Volvo has expressed its belief the automotive industry should work on a standardised charging infrastructure for electric cars.
Volvo Cars has expressed its belief the automotive industry should work on a standardized charging infrastructure for electric cars.
Volvo wants to be one of the leading hybrid and electric cars manufacturer and plans to offer a plug-in hybrid variant of every new model as it replaces its entire product portfolio in the coming years. A fully electric vehicle based on the SPA architecture is planned for a launch by 2019 and before that time the Swedish company wants to initiate a unification of the charging infrastructure around the globe.

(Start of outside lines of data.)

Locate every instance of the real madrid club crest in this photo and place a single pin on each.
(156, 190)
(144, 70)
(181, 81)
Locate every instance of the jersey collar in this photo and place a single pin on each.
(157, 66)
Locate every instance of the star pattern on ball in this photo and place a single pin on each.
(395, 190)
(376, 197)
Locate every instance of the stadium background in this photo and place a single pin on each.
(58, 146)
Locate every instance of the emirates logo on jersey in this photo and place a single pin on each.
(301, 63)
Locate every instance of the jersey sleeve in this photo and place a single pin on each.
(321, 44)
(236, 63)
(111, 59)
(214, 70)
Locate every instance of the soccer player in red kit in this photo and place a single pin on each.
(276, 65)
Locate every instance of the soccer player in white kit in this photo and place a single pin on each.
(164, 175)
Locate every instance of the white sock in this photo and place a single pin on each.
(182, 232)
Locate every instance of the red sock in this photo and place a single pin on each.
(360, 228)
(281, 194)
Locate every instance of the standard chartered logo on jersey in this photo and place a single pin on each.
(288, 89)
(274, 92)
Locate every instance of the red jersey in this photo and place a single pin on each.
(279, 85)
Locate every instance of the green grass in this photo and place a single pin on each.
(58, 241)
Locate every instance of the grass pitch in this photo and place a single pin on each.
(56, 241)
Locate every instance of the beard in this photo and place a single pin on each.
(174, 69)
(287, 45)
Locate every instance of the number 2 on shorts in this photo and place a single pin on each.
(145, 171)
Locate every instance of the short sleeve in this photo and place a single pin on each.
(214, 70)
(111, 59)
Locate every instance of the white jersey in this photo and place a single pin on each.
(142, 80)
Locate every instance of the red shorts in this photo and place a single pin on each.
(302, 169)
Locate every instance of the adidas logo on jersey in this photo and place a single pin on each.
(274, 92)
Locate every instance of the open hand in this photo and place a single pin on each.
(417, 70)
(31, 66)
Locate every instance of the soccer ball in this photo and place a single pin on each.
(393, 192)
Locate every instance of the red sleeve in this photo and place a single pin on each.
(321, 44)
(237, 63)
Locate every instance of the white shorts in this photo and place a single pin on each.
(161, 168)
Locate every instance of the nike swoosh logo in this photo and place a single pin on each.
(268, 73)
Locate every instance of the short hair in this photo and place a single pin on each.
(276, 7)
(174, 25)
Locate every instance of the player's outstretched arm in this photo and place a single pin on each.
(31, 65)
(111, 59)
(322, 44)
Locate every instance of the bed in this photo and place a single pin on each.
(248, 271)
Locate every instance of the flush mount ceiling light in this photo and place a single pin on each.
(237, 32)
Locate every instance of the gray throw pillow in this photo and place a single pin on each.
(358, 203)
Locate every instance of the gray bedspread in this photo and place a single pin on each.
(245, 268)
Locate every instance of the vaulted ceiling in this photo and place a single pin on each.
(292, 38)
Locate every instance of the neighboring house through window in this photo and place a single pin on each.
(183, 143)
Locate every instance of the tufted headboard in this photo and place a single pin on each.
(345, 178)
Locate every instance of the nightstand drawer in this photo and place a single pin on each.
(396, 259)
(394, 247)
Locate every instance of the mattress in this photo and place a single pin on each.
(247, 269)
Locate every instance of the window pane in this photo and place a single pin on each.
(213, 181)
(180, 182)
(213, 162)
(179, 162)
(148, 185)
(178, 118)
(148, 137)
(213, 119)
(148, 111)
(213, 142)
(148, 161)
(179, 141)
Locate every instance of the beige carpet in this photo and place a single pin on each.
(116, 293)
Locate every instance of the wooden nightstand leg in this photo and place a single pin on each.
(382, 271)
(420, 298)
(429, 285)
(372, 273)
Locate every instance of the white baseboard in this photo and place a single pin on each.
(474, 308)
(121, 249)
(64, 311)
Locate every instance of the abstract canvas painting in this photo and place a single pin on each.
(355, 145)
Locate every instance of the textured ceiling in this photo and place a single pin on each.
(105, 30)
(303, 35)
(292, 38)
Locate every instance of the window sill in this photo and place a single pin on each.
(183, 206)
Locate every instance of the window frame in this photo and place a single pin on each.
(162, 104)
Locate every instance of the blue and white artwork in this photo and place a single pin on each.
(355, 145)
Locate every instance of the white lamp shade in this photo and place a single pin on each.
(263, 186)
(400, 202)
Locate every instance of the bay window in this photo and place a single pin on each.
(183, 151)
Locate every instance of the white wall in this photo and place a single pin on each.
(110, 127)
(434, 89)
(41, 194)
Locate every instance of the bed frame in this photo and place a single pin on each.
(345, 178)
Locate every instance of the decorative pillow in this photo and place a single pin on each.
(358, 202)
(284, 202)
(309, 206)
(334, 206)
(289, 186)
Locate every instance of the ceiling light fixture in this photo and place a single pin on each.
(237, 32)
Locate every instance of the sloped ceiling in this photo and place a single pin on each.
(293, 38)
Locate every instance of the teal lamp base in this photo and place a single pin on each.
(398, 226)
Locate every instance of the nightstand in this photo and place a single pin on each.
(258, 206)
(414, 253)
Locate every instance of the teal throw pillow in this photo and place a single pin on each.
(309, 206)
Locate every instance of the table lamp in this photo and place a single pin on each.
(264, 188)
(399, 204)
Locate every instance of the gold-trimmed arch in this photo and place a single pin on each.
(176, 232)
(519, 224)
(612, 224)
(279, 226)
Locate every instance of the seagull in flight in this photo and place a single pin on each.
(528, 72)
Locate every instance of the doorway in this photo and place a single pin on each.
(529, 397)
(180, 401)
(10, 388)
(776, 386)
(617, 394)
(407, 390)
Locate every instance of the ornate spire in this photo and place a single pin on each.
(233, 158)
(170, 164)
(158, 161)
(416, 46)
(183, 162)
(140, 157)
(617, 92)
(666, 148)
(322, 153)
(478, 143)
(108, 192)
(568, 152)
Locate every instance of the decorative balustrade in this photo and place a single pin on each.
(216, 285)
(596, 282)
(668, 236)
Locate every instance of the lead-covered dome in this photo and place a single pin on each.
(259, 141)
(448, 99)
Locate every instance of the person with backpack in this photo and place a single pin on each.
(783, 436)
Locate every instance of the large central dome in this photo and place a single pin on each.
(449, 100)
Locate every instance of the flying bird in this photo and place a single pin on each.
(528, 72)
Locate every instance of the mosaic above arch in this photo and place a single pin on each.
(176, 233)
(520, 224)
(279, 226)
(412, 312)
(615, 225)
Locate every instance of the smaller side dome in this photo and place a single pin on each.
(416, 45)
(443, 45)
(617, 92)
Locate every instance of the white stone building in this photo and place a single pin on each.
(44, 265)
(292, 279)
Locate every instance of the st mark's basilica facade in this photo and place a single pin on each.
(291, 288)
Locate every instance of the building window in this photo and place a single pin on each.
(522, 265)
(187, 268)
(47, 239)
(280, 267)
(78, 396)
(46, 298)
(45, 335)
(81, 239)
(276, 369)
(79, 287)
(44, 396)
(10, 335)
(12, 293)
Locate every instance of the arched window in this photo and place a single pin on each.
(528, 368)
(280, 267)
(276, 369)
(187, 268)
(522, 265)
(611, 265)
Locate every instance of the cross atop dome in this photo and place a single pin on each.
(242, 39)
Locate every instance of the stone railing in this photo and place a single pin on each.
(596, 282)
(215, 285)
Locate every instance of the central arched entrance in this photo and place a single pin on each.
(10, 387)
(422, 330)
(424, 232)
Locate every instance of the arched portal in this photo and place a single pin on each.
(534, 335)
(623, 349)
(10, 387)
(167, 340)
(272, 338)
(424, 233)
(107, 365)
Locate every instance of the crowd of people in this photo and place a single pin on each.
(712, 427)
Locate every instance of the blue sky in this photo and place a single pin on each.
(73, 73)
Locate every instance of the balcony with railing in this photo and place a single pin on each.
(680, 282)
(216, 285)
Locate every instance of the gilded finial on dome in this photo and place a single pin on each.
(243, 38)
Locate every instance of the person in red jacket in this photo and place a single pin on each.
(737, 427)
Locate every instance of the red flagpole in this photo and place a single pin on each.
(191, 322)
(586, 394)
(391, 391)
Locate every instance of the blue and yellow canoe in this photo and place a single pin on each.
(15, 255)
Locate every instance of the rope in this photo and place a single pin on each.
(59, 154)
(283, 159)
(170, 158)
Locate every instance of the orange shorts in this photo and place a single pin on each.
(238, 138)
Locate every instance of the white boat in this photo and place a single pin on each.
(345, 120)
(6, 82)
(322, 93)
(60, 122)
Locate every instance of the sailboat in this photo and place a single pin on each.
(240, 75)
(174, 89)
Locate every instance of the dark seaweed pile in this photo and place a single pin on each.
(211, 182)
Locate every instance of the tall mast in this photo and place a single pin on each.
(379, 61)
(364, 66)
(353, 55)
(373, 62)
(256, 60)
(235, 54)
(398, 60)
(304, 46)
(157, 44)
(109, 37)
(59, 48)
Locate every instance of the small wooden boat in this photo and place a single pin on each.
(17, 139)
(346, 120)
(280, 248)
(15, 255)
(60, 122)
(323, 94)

To support this, Volvo will throw its weight behind the Charging Interface Initiative, a consortium of stakeholders that was founded to establish the so-called Combined Charging System (CCS) as the standard for charging battery-powered vehicles. Dr. Peter Mertens, the company’s senior vice president for research and development, explains that a simple, standardized, fast, and global charging infrastructure is necessary.
“We see that a shift towards fully electric cars is already underway, as battery technology improves, costs fall, and charging infrastructure is put in place,” Mertens comments. “But while we are ready from a technology perspective, the charging infrastructure is not quite there yet. To really make range anxiety a thing of the past, a globally standardised charging system is sorely needed.”
The CCS combines single-phase with rapid three-phase charging, using alternating current at a maximum of 43 kilowatts, as well as direct-current charging at a maximum of 200 kW and the future possibility of up to 350 kW. The system will be able to offer both regular and fast charging, which makes electric car ownership “increasingly practical and convenient – especially in urban environments,” according to Volvo.